Nieuwe Groninger Encyclopedie

P. Brood, A.H. Huussen en J. van der Kooi (1999)

Gepubliceerd op 20-09-2021

Harkstede

betekenis & definitie

Gron.: Haarstee.

Dorp in de gemeente Slochteren, in 1811-1821 hoofdplaats van de gemeente Scharmer-Harkstede. De naam komt van de mansnaam Harke. In de 17de eeuw Grote en Lutke Harestee.

De kerk is in de vormen van de neogotiek gebouwd (1692-1700) op last van Henric Piccardt en Elisabeth Rengers; door aan de zuidzijde de vroeg-13de-eeuwse toren te handhaven, ontstond een kruisvorm. De bovenkamer van de noordelijke dwarsbeuk diende als studeervertrek van Henric Piccardt; het gemak met wasbekken is nog aanwezig. De kerk bevat beeldhouwwerk boven de westelijke entree, een preekstoel uit de bouwtijd van de kerk, een orgel van Arp Schnitger (1695), sterk gewijzigd, en een avondmaalstafel (18de-eeuws) uit de afgebroken kerk van Scharmer.

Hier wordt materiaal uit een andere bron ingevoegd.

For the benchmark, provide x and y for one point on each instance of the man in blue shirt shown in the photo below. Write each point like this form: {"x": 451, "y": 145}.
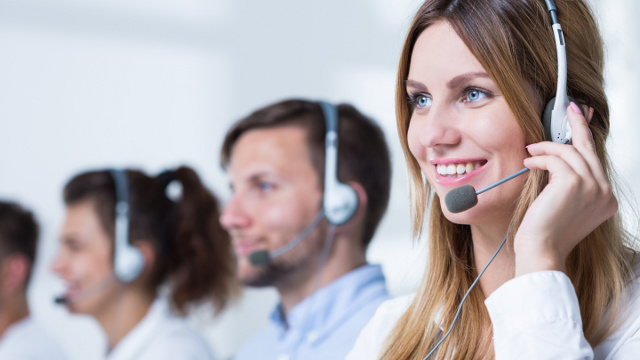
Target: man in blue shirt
{"x": 299, "y": 227}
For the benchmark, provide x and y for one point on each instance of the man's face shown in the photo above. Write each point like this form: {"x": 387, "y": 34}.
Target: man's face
{"x": 276, "y": 195}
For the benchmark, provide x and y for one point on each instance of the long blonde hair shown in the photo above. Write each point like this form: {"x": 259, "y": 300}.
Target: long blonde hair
{"x": 514, "y": 43}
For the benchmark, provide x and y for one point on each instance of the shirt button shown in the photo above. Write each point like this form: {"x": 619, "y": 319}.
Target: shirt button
{"x": 312, "y": 336}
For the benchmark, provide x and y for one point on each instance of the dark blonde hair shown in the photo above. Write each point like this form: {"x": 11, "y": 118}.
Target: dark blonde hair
{"x": 514, "y": 43}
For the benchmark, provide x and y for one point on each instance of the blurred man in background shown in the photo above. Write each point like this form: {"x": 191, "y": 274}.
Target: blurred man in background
{"x": 301, "y": 218}
{"x": 20, "y": 336}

Onder de kerk bevindt zich een grafkelder voor leden van de familie Piccardt. De familie woonde op de borg Klein-Martijn, in 1680 aangekocht door Henric Piccardt; het huis bleef tot 1808 in de familie. Tussen 1818 en 1896 was het in het bezit van de familie Hora Siccama.

In dat laatste jaar werd de borg gesloopt. Korenmolen ‘Stel’s Meulen’ is een achtkante bovenkruier uit 1851.

Schimpnamen voor de inwoners; Katten en Raitvinken.

Lit.: B. Ronner, Een tempel in lurfgraversland (Scheemda 1986); F.A. Perk, Weerstandsonderzoek naar het borgterrein ‘Klein-Martijn’ te Harkstede (Amsterdam 1991); Formsma, Ommelander borgen en steenhuizen, 152-157; K.G. Bos, Geschiedenis van Scharnier-Harkstede en omgeving (Bedum 1995).